Crew Member Battle Flag From The Submarine USS Trepang


Battle flags in World War II kept an unofficial record of the number of ships a submarine sank. Warships were represented by the rising sun version of the Japanese flag, while the merchant vessels were represented by the "meatball" flags. The submarine's logo was also featured on the flag. In this case, a large sea slug breaching from the ocean launching torpedoes. All hand sewn on a cloth backing in simple black frame. 

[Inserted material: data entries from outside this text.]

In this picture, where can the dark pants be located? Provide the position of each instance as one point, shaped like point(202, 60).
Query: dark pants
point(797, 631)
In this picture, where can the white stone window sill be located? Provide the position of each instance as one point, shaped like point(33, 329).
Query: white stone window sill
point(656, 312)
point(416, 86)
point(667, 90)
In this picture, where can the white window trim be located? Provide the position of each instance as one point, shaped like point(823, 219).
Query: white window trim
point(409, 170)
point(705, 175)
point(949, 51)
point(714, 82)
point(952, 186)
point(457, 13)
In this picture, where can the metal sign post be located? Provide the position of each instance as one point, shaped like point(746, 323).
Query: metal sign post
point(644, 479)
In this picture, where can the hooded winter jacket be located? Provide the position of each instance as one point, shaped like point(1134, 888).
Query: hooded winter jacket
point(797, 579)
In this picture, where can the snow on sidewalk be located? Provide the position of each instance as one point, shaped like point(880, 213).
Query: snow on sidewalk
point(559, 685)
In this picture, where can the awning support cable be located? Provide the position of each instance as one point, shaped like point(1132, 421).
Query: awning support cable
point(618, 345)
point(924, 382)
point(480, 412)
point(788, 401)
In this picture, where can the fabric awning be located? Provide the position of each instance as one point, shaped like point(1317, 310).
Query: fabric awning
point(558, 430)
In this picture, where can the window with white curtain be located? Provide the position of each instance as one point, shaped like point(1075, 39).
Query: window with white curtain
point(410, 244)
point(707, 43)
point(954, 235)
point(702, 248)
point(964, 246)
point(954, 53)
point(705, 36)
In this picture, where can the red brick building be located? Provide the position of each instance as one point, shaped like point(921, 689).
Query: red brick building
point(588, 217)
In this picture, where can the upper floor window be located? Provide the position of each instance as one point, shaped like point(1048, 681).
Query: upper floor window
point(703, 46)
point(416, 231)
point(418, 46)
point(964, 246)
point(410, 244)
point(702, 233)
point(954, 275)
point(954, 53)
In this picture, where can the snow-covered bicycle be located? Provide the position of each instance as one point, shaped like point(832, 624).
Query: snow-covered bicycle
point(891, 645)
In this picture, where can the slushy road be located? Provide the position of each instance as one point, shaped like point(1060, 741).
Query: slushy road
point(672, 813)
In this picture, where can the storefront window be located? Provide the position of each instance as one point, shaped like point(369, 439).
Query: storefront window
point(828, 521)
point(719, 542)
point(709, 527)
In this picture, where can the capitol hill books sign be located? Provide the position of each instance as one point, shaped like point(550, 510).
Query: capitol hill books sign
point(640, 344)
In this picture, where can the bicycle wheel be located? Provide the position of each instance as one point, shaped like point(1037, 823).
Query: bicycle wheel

The first USS Trepang (SS/AGSS-412) was a Balao-class submarine in the United States Navy. She was named for the trepang, a marine animal sometimes called a 'sea slug' or a 'sea cucumber', having a long, tough, muscular body and found in the coral reefs of the East Indies. When the contract to build her was awarded to Mare Island Navy Yard in Vallejo, California, SS-412 was to be named Senorita, which would have made her the only USN ship to be named for the senorita, a brilliantly colored kelpfish found along the California coast. She was renamed Trepang on 24 September 1942, and her keel was laid down on 25 June 1943. She was launched on 23 March 1944 sponsored by Mrs. R. M. Davenport, the wife of the submarine's prospective commanding officer, and commissioned on 22 May 1944 with Commander Roy Milton Davenport—already a three-time Navy Cross winner—in command. Following shakedown out of San Diego, California, Trepang departed the West Coast on 15 August 1944 and proceeded to Hawaii where her crew trained and prepared the ship for combat. This banner comes with an 11 page copy of first hand accounts of events from two sailors on board the USS Trepang during its deployment. 33 inch x 26 inch.